- Born: October 2, 1921 Illinois, U.S.
- Died: November 29, 1983 (aged 62) Oceanside, California, U.S.
- Cause of death: Murder
- Awards: West Coast Stock Car Hall of Fame (2006)

NASCAR Cup Series career
- 39 races run over 16 years
- Best finish: 45th (1960)
- First race: 1954 Race 6 (Oakland)
- Last race: 1970 Motor Trend 500 (Riverside)
- First win: 1960 Race 37 (Sacramento)
| Wins | Top tens | Poles |
| 1 | 7 | 1 |

ARCA Menards Series West career
- 165 races run over 17 years
- Best finish: 3rd (1963, 1967, 1968)
- First race: 1954 Race 1 (Oakland)
- Last race: 1970 Race 9 (Craig Road)
- First win: 1960 Race 12 (Sacramento)
- Last win: 1969 Race 6 (Tri-City)
| Wins | Top tens | Poles |
| 5 | 89 | 8 |

= Jim Cook (racing driver) =

American racing driver (1921–1983)

James Preston Cook (October 2, 1921 - November 29, 1983) was an American stock car racing driver who competed in the NASCAR Grand National Series and NASCAR Pacific Coast Late Model Division. Born in Illinois, Cook lived in Boston before relocating west across the United States to Norwalk, California.

==Biography==
Cook began racing in Boston. He moved to the Western United States in the early 1940s. He had a successful short track racing career in Southern California, primarily driving for owner Floyd Johnson. Cook made 39 starts in the NASCAR Grand National Series from 1954 through 1970. Most of Cook's starts were in West Coast races during the time the races counted for both Grand National and NASCAR Pacific Coast Late Model Division points, though he did compete in the inaugural World 600 at Charlotte Motor Speedway and in the 1964 Daytona 500 and Richmond 250. After this foray, his Grand National starts were limited to an annual start in the Motor Trend 500, then held each January at Riverside International Raceway. He did compete regularly in the Pacific Coast Late Model Series, primarily driving for owners Floyd Johnson or Cos Cancilla, finishing in the top-ten in points eight times between 1956 and 1969, with a best points finish of 3rd on three occasions (1963, 1967 and 1968). He had five career victories in the Pacific Coast Late Model Series, the last one coming at Tri-City Raceway in West Richland, Washington in July 1969.

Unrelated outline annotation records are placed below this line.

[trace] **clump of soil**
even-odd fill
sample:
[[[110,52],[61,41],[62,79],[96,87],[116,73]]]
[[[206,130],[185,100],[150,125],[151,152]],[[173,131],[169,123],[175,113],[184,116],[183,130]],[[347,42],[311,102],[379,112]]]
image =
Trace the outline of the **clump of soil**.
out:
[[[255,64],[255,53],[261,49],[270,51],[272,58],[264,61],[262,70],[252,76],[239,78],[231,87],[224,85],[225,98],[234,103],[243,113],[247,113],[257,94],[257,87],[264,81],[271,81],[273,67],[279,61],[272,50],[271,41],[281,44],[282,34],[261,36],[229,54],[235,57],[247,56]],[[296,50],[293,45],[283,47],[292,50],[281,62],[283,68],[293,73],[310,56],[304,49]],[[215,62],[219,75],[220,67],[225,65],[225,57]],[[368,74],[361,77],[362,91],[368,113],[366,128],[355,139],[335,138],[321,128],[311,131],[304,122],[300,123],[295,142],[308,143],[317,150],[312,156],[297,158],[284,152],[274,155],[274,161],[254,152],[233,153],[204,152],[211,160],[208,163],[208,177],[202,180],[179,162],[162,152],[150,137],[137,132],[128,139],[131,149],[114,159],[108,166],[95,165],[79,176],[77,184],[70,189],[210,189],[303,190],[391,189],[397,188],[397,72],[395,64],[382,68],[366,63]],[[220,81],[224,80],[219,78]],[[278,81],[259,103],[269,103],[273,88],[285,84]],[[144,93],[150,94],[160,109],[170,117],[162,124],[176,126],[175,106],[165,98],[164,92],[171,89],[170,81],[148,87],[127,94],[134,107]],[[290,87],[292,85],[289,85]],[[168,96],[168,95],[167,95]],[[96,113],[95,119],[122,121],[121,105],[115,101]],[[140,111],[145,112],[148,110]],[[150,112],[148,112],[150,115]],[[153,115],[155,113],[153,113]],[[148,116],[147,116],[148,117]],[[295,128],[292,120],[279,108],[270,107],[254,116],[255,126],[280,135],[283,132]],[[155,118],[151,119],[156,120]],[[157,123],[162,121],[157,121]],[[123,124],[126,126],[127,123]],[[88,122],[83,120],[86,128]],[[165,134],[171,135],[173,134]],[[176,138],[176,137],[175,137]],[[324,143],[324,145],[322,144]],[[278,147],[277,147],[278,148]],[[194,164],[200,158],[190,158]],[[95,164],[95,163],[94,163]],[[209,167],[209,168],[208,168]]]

Cook scored one career win in the NASCAR Grand National Series at California State Fairgrounds in Sacramento, California on September 11, 1960. The 100 mile race took place on the one mile dirt oval. Cook, driving Floyd Johnson's Dodge, edged Scotty Cain's T-Bird.

Cook's racing career came to an end when he was severely injured in a crash during the 1970 Motor Trend 500 at Riverside International Raceway on January 18, 1970. His Ford crashed into the end of the turn 9 wall and he suffered head trauma and many broken bones. He would make one final start in the renamed Grand National West Series at Craig Road Speedway in August, finishing twenty-first after a crash.

After his Riverside accident left him using a wheelchair full-time and with large medical and hospital bills, benefit races were held for Cook at Southern California tracks.

Cook was murdered on November 29, 1983, by a drifter who broke into his Oceanside, California apartment and beat him to death with one of his racing trophies.

In 2006, Cook was inducted into the West Coast Stock Car Hall of Fame.